– Эта, надеюсь, очень временная редакторская работа.
– Она состоит всего лишь в просмотре порции рукописей, присланных в ежеквартальник, на время, на то время, пока я буду исступленно биться с гербицидным проектом. Ты будешь выбраковывать наиболее явно жалкие или несообразные рукописи и помечать звездочками те, что покажутся тебе заслуживающими особого внимания и рассмотрения с моей стороны.
– Хм-м-м.
– Нам придется удостовериться, что твои вкусы заострены ровно под тем углом, что нужен для «Обзора», разумеется…
– Ты собираешься заострять угол моих вкусов?
– Расслабься. Я просто попрошу тебя быстренько прочесть комплект, воздействию которого уже подвергся, и мы всего лишь посмотрим, что произойдет, в плане угла и вкуса. Ты предварительно просмотришь… вот это.
– Это всё тебе прислали?
– Бо́льшую часть, скажу я. Почем знать, может, парочку передали друзья для изучения и критики. Но я затер все имена.
– То есть это все не просто озабоченные студенты колледжа?

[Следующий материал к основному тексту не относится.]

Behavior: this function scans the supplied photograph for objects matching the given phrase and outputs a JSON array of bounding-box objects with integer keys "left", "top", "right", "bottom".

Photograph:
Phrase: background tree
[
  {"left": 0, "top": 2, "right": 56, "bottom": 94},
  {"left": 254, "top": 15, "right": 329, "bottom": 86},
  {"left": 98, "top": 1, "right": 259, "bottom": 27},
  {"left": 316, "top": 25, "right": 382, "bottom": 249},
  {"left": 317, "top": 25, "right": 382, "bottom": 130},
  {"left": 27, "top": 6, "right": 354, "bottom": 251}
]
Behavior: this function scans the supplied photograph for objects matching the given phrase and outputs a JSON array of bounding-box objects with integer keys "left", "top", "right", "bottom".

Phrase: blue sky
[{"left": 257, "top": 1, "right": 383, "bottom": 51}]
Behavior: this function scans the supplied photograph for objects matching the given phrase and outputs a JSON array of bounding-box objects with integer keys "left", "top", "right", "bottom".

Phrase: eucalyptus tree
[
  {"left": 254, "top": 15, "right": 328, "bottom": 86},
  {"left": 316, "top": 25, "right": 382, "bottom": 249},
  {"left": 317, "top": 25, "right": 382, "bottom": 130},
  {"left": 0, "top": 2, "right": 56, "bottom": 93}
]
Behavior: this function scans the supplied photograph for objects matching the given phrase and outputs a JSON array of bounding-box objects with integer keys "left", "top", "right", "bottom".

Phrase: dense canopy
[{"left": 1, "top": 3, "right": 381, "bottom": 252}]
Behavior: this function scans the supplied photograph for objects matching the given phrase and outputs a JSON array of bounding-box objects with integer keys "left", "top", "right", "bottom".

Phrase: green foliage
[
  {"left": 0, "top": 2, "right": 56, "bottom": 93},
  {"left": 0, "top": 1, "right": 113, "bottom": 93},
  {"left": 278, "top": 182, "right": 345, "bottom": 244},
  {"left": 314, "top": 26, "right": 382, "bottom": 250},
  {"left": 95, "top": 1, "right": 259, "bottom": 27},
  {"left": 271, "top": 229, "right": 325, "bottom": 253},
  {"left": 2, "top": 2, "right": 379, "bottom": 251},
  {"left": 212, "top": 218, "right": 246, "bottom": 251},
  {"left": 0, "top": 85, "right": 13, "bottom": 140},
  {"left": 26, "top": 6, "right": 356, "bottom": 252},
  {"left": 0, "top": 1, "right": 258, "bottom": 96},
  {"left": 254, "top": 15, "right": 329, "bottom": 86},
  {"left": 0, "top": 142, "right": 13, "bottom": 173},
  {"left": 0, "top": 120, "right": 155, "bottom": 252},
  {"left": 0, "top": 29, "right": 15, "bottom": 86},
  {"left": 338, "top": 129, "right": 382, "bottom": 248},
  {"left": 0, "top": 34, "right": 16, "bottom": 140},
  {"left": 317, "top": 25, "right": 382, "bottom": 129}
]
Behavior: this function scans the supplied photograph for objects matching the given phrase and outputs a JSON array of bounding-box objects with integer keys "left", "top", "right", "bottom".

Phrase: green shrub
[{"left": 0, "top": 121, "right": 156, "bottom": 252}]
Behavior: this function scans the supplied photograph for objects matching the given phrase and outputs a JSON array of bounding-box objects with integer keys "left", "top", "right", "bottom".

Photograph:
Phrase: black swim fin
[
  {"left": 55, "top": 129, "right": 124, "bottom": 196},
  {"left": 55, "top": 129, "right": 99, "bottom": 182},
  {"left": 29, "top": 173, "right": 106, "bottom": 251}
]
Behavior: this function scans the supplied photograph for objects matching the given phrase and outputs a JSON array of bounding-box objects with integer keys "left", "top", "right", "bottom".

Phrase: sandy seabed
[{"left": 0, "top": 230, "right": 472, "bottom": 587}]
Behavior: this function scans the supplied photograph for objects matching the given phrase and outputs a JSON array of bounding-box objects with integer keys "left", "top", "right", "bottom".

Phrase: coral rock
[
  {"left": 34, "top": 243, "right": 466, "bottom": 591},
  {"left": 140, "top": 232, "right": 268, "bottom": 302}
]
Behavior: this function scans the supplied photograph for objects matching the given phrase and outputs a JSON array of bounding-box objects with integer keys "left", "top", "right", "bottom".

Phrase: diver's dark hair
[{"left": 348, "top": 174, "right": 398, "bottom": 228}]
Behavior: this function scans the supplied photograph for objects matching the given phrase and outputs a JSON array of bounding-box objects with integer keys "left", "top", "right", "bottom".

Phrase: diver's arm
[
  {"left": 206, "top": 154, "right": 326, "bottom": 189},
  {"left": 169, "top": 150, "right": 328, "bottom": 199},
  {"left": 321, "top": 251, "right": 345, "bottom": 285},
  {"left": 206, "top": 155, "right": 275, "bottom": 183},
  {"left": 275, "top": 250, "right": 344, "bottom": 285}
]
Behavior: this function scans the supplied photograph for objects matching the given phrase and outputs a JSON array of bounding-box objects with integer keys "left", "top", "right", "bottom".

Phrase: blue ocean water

– Чаще всего они, к моим всевозрастающим раздражению и стрессу. Но средний студенческий материал ты должна распознавать за километр.
– Почему это?
– Ну, дорогая, по множеству причин.
– …
– Ну что мы можем сказать? Например, рукопись в основном омерзительно неловкая. Разъедающе циничная. А если не разъедающе циничная, то жеманно наивная. Или по-любому систематически, обескураживающе пафосная. Не говоря – мерзопакостно напечатанная.
– …
– Текст пытается, чересчур упорно пытается, вот и все, что мы можем тут сказать. Невыносимое ощущение чересчур упорной попытки. Боже, ты особенно красива в этой половине света.
– Рик, откуда мне знать, что тут разъедающее или жеманное? Я ничего не смыслю в литературе.